There is an interesting legal case, Nat’l Day Laborer Org. Network v. United States Immigration & Customs Enforcement Agency that questions the adequacy of the government’s search for information responsive to the plaintiffs’ substantial FOIA request. This case addresses plaintiffs’ request for information pursuant to the federal Freedom of Information Act (FOIA) and their assertions that defendants’ searches for such information were inadequate.

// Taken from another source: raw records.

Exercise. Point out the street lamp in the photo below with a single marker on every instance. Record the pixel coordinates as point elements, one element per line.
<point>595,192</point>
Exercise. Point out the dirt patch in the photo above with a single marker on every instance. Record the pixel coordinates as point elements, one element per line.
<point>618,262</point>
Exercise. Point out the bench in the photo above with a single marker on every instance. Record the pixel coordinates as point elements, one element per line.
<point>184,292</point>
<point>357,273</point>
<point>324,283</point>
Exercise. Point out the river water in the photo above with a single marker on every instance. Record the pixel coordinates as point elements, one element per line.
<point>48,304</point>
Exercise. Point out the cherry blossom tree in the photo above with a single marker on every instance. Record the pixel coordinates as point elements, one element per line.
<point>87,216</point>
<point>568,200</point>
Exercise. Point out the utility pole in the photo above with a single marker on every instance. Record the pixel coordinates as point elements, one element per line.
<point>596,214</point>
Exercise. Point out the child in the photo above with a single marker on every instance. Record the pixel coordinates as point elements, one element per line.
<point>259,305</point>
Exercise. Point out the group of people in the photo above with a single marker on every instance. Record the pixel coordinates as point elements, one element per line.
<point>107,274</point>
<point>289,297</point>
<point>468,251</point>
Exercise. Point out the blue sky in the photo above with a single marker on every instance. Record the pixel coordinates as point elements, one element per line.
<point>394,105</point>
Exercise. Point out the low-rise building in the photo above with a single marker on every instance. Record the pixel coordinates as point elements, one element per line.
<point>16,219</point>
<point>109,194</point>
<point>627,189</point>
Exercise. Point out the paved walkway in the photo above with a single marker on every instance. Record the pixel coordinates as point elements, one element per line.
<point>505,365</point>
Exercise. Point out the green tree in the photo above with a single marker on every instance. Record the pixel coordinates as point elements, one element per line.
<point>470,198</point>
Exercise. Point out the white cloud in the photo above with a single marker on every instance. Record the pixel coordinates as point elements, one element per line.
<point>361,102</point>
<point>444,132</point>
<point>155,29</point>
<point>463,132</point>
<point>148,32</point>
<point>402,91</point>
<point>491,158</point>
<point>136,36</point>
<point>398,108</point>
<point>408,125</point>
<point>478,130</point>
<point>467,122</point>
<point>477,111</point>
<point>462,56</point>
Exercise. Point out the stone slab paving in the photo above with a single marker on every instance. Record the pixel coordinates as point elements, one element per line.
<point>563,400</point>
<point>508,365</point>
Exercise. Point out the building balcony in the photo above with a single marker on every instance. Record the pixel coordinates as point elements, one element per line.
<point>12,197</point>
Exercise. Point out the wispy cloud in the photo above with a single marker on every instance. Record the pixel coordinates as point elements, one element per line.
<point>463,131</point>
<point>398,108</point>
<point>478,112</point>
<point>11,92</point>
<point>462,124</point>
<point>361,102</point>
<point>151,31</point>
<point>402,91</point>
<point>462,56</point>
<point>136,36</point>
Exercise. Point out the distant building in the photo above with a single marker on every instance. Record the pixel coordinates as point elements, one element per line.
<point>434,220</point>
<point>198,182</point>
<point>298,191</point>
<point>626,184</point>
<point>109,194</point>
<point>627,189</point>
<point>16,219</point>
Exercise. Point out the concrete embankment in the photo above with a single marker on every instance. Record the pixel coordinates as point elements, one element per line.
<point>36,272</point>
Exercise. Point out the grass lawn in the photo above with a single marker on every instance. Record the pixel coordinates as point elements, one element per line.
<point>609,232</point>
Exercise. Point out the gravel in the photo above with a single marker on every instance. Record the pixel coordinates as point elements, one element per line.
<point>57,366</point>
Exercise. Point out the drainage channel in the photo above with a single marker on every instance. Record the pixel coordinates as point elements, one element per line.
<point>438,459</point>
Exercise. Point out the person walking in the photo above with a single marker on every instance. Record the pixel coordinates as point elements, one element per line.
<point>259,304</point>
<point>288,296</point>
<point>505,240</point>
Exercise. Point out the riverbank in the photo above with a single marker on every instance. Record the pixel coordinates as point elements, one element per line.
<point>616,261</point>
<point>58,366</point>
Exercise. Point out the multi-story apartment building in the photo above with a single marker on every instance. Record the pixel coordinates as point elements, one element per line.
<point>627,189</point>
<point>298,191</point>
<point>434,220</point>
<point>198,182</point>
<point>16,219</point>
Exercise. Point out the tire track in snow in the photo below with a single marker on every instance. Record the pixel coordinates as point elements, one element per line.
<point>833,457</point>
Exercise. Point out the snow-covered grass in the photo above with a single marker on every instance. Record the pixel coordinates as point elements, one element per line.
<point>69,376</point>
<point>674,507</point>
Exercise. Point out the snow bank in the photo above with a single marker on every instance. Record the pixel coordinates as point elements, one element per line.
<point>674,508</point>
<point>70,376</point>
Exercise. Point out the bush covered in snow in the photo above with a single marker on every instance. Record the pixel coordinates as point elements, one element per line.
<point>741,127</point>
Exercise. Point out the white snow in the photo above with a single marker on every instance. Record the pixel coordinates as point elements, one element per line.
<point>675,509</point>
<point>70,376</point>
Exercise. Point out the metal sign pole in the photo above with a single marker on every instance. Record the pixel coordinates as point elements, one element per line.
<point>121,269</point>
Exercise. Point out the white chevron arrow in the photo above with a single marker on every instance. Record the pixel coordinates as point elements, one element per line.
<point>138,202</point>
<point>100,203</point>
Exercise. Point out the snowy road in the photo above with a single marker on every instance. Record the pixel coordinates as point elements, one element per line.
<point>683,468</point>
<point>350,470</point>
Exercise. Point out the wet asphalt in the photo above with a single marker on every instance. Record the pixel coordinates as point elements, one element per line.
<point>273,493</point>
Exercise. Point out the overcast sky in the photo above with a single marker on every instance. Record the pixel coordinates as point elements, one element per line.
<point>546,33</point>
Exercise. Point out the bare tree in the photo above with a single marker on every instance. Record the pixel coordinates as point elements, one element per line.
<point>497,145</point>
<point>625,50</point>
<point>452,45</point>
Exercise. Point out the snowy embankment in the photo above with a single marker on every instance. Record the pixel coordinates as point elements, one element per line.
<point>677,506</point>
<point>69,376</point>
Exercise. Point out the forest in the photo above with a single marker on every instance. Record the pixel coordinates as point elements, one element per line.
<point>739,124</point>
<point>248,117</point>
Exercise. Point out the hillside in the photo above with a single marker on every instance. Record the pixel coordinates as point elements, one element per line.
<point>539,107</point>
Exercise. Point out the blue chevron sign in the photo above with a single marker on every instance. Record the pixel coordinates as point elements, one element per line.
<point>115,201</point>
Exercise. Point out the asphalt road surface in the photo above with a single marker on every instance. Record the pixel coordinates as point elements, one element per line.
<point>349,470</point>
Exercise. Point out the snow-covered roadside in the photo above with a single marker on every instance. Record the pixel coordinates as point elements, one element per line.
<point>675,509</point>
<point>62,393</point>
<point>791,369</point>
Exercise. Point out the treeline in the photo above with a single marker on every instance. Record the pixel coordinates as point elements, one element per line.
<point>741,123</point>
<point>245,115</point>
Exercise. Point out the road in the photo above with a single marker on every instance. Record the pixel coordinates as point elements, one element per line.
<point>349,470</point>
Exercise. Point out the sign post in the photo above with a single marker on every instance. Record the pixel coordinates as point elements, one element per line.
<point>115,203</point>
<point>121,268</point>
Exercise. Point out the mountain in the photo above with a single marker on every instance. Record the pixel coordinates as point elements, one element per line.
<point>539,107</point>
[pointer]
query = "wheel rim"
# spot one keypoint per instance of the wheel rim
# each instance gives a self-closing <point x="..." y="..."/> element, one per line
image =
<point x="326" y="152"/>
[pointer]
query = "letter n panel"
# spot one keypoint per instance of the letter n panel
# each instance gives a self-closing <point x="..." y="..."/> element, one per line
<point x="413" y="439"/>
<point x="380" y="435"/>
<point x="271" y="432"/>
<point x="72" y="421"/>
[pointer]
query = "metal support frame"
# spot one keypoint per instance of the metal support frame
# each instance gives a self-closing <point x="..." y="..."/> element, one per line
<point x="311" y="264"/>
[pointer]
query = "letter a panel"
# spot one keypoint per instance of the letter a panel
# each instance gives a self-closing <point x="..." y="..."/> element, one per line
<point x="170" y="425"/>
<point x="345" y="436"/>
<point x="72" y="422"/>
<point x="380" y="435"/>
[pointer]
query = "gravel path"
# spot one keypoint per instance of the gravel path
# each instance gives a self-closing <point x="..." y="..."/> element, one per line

What the gist of the case is about, is that the court determined that each agency proceeded differently in its search efforts, ranging from providing custodians with mandatory search terms which they were later confirmed to have used (a search practice that notably was not challenged by the plaintiffs) to providing no search terms, mandatory or otherwise. In the latter case, where the FBI produced nothing to indicate that its internal search memorandum provided custodians with search terms or any instruction or guidance regarding how the search should be conducted, the FOIA officer instead explained that “each employee conducted a manual review of his or her records.” It was further explained that “‘The FBI largely did not rely on search terms, but instead relied on the knowledge of its custodians’ who ‘sifted through and reviewed tens of thousands of pages of records.”
In their affidavits, agencies must “identify the searched files and describe at least generally the structure of the agency’s file system’ which renders any further search unlikely to disclose additional relevant information.” They must establish that they searched all custodians who were reasonably likely to possess responsive documents. And they must “set forth the search terms and the type of search performed.”
The court then turned to defendants’ argument that their searches should be deemed adequate, despite the court’s lack of information regarding search terms, “let alone Boolean operators, search fields, and time frames” and also addressed the argument that “it was also unclear why custodians could not be trusted to run effective searches of their own files, a skill that most office workers employ on a daily basis.” The court first reasoned that “custodians cannot ‘be trusted to run effective searches,’ without providing a detailed description of those searches, because FOIA places a burden on defendants to establish that they have conducted adequate searches” which must be done by providing more than “merely conclusory statements,” including what terms were used, how they were combined, and whether they were run against the full text of documents.
The second answer to defendants’ question has emerged from scholarship and case law only in recent years: most custodians cannot be “trusted” to run effective searches because designing legally sufficient electronic searches in the discovery or FOIA contexts is not part of their daily responsibilities. As Judge Andrew Peck—one of this Court’s experts in e-discovery—recently put it: “In too many cases, however, the way lawyers choose keywords is the equivalent of the child’s game of ‘Go Fish’ … keyword searches usually are not very effective.”
Although eDiscovery and FOIA requests require highly accurate search results, it is no different in the ‘real world’ where end users are making decisions on only data they can find, not necessarily the most relevant. In these scenarios, it can be a serious risk to the organization.
How important is accurate search in your organization?